Prologis has gone beyond buying warehouses: It's building its own in areas where there's not enough. Its development arm oversees a $5 billion land bank, a collection of land that Prologis could develop properties on, and started almost $3 billion worth of development during 2020 alone.
It's also helping its tenants get around a national labor shortage by investing millions in logistics- and transportation-worker training programs.
In 2018, Prologis launched its Community Workforce Initiative in a Miami-Dade County high school and a program placing interns from Los Angeles and Long Beach high-school students.
So far, Prologis' CWI program has trained more than 13,000 people and is on track to train 25,000 for jobs in transportation, distribution, and logistics by the end of 2025, according to Steven Hussain, the vice president of workforce programs and community relations at Prologis.
New competitors waiting in the wings
Even with the threat of a recession hanging over the warehouse sector and players like Amazon slowing their plans for warehouse growth, Prologis and Blackstone expect retailers to grab even more space to prevent supply-chain disruptions when crises inevitably emerge.
Other firms are grabbing warehouse space themselves.

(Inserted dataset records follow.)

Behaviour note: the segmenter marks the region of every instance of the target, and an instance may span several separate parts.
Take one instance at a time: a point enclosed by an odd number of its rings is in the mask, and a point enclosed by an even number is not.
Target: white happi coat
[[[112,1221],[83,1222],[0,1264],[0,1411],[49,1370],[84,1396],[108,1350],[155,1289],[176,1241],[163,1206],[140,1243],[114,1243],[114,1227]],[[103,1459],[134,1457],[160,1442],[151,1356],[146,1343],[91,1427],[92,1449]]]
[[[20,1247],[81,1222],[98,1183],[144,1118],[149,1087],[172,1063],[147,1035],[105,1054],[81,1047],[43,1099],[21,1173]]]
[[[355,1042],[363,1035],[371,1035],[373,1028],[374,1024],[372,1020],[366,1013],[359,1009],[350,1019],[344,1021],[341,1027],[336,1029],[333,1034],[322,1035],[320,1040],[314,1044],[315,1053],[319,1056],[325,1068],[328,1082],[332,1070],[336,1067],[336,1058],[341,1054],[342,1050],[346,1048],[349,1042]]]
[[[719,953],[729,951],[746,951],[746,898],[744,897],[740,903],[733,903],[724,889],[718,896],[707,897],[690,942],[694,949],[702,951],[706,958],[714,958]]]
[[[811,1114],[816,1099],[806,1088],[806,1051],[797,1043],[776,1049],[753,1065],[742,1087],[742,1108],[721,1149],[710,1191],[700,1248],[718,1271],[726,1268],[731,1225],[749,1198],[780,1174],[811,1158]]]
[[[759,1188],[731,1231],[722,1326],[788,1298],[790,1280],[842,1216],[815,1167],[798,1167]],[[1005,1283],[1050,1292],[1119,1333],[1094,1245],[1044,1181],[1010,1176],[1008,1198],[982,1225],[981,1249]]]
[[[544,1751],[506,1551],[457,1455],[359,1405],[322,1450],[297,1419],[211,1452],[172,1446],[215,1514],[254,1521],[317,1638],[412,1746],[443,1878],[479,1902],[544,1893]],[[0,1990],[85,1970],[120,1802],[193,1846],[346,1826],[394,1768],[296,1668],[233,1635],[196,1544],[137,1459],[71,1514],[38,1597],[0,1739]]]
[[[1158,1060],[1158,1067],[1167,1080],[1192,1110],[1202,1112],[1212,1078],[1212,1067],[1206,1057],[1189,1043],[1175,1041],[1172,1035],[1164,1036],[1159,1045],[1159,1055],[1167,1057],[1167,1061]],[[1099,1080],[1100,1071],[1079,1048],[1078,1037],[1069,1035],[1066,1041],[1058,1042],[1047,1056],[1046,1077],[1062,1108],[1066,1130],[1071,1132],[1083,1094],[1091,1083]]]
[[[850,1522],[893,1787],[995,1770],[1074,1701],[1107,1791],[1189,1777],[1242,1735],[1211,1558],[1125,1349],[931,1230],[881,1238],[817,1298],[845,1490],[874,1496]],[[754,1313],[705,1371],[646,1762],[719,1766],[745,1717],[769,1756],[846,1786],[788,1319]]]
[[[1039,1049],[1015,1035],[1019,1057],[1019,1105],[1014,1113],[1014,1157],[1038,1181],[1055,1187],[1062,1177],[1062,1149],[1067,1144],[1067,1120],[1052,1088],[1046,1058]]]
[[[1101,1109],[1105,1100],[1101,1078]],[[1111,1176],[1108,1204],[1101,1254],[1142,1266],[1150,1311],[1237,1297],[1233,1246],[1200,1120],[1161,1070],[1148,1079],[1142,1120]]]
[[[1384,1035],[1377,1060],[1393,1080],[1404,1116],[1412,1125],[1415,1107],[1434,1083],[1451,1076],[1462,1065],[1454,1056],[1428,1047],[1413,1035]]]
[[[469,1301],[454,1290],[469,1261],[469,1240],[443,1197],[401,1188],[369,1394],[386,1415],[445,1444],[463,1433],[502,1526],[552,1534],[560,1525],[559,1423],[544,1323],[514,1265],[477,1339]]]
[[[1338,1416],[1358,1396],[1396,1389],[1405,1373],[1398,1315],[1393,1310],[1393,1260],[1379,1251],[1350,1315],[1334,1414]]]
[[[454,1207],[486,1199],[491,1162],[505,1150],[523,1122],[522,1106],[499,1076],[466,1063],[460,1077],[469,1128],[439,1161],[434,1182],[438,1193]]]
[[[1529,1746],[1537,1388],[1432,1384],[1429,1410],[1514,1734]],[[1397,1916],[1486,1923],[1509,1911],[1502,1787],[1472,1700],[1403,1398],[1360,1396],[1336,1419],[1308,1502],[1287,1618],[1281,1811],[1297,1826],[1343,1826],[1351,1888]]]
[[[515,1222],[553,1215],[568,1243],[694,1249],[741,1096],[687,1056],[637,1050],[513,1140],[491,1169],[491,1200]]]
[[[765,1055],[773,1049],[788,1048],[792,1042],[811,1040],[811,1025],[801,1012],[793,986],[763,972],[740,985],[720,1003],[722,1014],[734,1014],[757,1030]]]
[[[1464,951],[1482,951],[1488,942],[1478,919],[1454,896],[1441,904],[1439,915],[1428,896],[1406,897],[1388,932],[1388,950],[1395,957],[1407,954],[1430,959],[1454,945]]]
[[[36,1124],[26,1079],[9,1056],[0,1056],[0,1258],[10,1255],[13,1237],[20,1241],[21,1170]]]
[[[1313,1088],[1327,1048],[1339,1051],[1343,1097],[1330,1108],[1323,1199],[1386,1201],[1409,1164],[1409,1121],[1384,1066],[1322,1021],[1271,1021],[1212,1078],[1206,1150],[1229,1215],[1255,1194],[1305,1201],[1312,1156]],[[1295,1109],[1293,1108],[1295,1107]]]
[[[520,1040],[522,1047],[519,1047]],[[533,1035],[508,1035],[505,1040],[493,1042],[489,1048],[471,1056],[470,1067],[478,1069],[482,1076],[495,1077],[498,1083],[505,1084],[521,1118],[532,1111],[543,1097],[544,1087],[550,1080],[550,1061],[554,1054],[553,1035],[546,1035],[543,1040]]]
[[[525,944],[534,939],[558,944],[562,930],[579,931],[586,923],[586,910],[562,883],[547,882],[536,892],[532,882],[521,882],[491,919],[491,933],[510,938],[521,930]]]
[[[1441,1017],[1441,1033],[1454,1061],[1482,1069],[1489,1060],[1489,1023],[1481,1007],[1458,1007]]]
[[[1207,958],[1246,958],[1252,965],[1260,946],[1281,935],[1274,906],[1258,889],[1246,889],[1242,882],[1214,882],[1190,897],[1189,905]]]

Rexford Industrial Realty is aggressively buying up warehousing space in California's Inland Empire. Clarion Partners has netted 27 million square feet of warehousing space since 2010, according to Savills. The UK's Segro once sold warehouse space to Blackstone — now it's acquiring its own warehouses for last-mile delivery that Blackstone might have otherwise picked up for itself.
But Prologis and Blackstone are unlikely to be unseated in the near future, a senior real-estate analyst who spoke on the condition of anonymity to talk candidly said. They compared Blackstone and Prologis' dominance to Amazon's hold on e-commerce.
Prospective competitors face an uphill climb "because Prologis and Blackstone are so big," the analyst said.
"There's groups like Brookfield, Starwood, KKR — all of those private-equity firms that are trying to compete with Blackstone," the analyst said.
The person added that the market was big enough to accommodate more large acquirers but noted the challenges.
"It's tough," the analyst said, "because they're so far ahead."